What validation does not yet do is reconcile manifests against live reality — diffing what they declare against what LaunchAgents run and what ports actually listen, to surface drift, orphans, and ghosts. That cross-check is designed, not built; today the runtime side falls to the narrower drift-sentinel.sh.
Remediation Ladder
Section titled “Remediation Ladder”When a service fails its liveness check, the graph doesn’t panic — panic is for flat lists. service-graph.py remediate <name> works in three deliberate moves.
- Root-cause first — Before touching the failed service,
root-causeasks whether this is the breaker or just a dark room. If a dependency is the real corpse, you remediate that — restarting a service whose foundation is dead just repaints a ceiling over a cracked slab. - Pre-restart, then self-heal — Optional
pre_restartsteps (clear a stale lock, kick a dependency) run conditionally; if they don’t fix it, the graph fires therestart_cmd, waits the startup timeout, and re-probes liveness to confirm the patient woke up. Most failures are transient, and transient failures respond to percussive maintenance. - Budget, then quarantine — Every restart counts against a budget (
max_restarts, default 3) in a rolling window. Exhaust it and the service is quarantined instead of restarted again — the graph stops digging.
What it does not yet do automatically is climb past a single service — cascading a dependency restart, replaying a subtree in topological order, or dispatching the code-forge agent. The DAG already computes the transitive deps and order those rungs need; the engine is built, the escalation isn’t. Past quarantine, the manifest’s responsible_agent names who to page, and a human arrives with hands, judgment, and a glass of something strong.
Crash Loop Quarantine
Section titled “Crash Loop Quarantine”Quarantine isn’t permanent exile — it’s a timeout that gets longer each time. The graph self-releases on an exponential backoff (1h, then 4h, 12h, 24h by tier) and allows one retry with a fresh budget; if that also fails, the timer doubles down and the service goes back in the corner. A human can cut the wait short with service-graph.py unquarantine <name>, which force-releases it and resets the budget and backoff tier — for when you’ve already fixed the corrupted index and you’d like the machine to take your word for it. Bring coffee.
Metrics
Section titled “Metrics”A system that heals itself needs to remember what it healed and whether the patient is getting worse — otherwise you’re not a doctor, you’re a bartender with aspirin.

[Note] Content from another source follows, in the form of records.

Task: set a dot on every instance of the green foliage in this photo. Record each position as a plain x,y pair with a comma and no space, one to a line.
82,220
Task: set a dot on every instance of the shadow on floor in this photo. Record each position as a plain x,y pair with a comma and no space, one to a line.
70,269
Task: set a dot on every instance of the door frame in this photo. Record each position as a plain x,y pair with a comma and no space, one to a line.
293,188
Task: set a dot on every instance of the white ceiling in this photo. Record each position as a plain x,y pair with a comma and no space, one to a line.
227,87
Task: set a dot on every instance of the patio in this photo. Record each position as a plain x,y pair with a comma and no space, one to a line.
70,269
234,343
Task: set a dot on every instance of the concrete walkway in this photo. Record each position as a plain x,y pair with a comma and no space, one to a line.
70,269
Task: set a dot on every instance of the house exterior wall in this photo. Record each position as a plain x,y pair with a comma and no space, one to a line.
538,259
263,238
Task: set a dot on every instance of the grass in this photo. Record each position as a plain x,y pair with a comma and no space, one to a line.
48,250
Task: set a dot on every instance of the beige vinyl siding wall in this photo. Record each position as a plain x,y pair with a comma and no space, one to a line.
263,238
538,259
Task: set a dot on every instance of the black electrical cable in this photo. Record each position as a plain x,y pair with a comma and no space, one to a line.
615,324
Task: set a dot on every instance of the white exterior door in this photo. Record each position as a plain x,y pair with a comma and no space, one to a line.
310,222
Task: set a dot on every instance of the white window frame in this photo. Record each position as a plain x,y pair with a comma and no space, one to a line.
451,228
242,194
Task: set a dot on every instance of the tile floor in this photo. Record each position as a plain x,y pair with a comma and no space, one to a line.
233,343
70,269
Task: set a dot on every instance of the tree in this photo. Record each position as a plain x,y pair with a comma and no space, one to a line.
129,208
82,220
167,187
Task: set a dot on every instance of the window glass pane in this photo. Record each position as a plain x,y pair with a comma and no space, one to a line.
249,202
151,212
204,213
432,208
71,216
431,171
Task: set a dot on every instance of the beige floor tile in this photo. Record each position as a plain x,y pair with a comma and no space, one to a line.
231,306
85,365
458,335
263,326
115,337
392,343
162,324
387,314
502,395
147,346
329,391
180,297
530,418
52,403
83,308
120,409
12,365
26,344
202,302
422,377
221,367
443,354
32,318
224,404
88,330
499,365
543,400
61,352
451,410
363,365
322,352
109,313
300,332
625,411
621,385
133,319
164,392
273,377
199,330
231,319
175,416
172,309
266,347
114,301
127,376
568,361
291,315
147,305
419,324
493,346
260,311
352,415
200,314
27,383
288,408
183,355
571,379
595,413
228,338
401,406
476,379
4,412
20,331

metrics-collect.sh is designed to run every five minutes, recording per-service RSS (rss_kb), disk usage, load average, and Docker container counts into a SQLite database at ~/.sanctum/metrics/metrics.db. Small footprint, append-only, auto-purged past 30 days. The catch: no LaunchAgent fires it, so the newest row is from April. The script works; the cron around it went missing — an accountant on unannounced sabbatical.
anomaly-detect.py reads that database for two patterns. A threshold anomaly is a service whose current RSS sits more than 2σ above its rolling 24-hour mean — the suddenly-fat process. An RSS leak is subtler: a linear regression on the last 6 hours of rss_kb projecting the service past a fixed 1.5 GB ceiling within 4 hours. Precrime, but for RAM. Both need live data — which loops back to the absent collector.
| Script | Interval | Storage | Purpose |
|---|---|---|---|
metrics-collect.sh | 5 min (designed; agent not installed) | metrics.db (SQLite) | RSS, disk, load, containers |
anomaly-detect.py | per run, against the DB | same | 24h mean + 2σ threshold, 6h leak regression |
The difference between monitoring and surveillance is consent. Your services consented when you wrote their manifests — and skipped the terms, but that’s a problem for robot lawyers.